Ich vermute mal, dass der Laser Sensor die Oberfläche (Plastik) nicht erkennt. Gibt es Leute die eine ähnliche Erfahung gemacht haben ? Oder gibt es eventuell Möglichkeiten das Problem zu beheben ? Sonst muss ich die Maus wieder zurückgeben, obwohl ich sie nicht schlecht finde für den Preis :/

MfG

Mure58


----------



## jackennils (17. Januar 2014)

Da ist nicht zufällig noch ein Aufkleber unten an der Maus oder?


----------



## ColorMe (17. Januar 2014)

Auf anderen Oberflächen funktioniert sie wohl Problemlos?


----------



## Mure58 (17. Januar 2014)

Nein auf dem Laser ist keiner.
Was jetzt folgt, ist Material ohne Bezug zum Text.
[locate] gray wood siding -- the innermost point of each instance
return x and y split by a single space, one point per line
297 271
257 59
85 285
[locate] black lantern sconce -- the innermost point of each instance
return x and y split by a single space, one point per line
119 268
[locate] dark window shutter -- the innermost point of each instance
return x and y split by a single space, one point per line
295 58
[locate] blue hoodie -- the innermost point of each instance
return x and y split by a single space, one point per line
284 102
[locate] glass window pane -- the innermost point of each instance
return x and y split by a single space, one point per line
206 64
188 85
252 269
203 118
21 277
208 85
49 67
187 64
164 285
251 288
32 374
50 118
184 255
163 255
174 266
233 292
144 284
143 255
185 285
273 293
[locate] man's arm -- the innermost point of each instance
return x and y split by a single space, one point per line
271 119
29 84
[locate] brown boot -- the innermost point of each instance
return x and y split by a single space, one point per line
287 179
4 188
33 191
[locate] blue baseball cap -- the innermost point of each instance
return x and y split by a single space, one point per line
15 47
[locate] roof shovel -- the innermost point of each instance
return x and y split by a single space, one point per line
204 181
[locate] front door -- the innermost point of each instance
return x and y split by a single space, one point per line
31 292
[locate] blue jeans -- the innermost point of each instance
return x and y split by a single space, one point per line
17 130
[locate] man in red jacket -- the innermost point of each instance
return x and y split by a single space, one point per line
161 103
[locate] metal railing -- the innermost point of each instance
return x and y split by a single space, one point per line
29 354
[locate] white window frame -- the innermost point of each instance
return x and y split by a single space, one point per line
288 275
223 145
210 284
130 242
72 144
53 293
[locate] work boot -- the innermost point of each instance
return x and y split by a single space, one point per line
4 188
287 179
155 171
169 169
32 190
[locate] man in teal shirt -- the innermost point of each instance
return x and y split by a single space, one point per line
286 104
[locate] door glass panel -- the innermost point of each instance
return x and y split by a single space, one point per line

Nur ein QC passed Aufkleber. Dieser befindet sich aber an einer unwichtigen Stelle.
Auf anderen Oberflächen funktioniert sie ganz normal. Jedenfalls auf meinem Tisch. Etwas anderes zum Testen habe ich nicht, da ich kein 2. Mauspad habe :/


----------



## SwissBullet (19. Januar 2014)

Ich hatte eine Steelseries XAI Maus die ich auf einem Steelseries Qck benutzte.
Als ich dann auf eine Logitech MMO G600 umgestiegen bin mochte sie das Mauspad überhaubt nicht.
Ich nahm dann mein altes MTW Mauspad,ist wie härteres Plastik und sie lief wie nichts gewesen wäre.
Danach kam die Deathadder 2013 die mit dem Steelseries Qck keine probleme hatte.
Bei mir war es nicht so das sie ganz versagt hätte,aber ich musste die DPI der Maus extrem hoch stellen und selbst dann lief sie nicht so,wie es hätte sein müssen.


----------



## DrTraxx (23. Januar 2014)

Ich habe das Problem gerade selber mit einer Logitech G600. Bis vor 2 Tagen lief die Maus ohne Probleme auf dem Mauspad und nun verweigert sie nahezu jede Bewegung. Auf dem Tisch funktioniert sie dagegen tadellos. Hab sogar 4 andere Mauspads ausprobiert und bei keinem wollte die G600 so richtig. Ansonsten bleibs halt der Schreibtisch.


----------



## gh0st76 (24. Januar 2014)

Das ist halt das Problem von Lasersensoren. Die sind bei den Mauspads immer ziemlich wählerisch.


----------



## ExciteLetsPlay (25. Januar 2014)

Habe eine Kone XTD, hatte noch nie Probleme mit meinem Razer Goliathus mauspad. Hatte das ja schon vorher, hat aber noch nie rumgezickt darauf.


----------



## Falcon (28. Januar 2014)

Seltsam. In der Sharkoon Drakonia Black steckt der Avago 9800 Sensor drin. Zumindest der Avago 9500 kommt mit dem 4HD von SteelSeries wunderbar klar, selbst getestet.
Sicher, dass die Maus keinen Defekt hat?


----------